Tracing is the most difficult of the three pillars to implement. If you need to add tracing to an existing system, this is especially true. Every component or function along the data’s path needs to propagate the trace data for it to be effective. For large codebases, this can mean developers need to update many functions.
If your system uses different coding languages or frameworks, tracing can also be complicated to implement. Since all functions need to propagate traces, developers may need to find different tracing methods for each language or framework used in a system. Systems that use the same language and framework can be retrofit with tracing more easily than heterogeneous systems.
The three pillars of observability include event logs, metrics, and traces. Each pillar provides different insights into the health of your system. Implementing only some of the three pillars means your teams will not have complete insight into the system’s functions and cannot troubleshoot or enhance the system efficiently. Implement the three pillars of observability together to give your system the best possible outcome.

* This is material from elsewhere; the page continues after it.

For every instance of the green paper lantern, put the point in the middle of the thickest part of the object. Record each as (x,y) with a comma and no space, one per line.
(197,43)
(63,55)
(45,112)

By using a holistic approach to observability, teams can take both a proactive and reactive approach to maintain their system’s health. They can proactively receive alerts when metrics operate outside of known thresholds. They can effectively react to alerts and customer feedback by looking at high-cardinality traces and high granularity logs to understand what happened in the system at any given time. Having all this data together reduces the meantime for a resolution of any given problem.
Other support tools use machine learning to understand where thresholds and issues can arise where the DevOps or business teams have not foreseen them. These algorithms learn your system’s behavior over time and detect when abnormal logs, traces, or metrics are present. Coralogix’s Machine Learning tools, such as their Flow Anomaly detector, can alert DevOps teams to investigate issues expeditiously.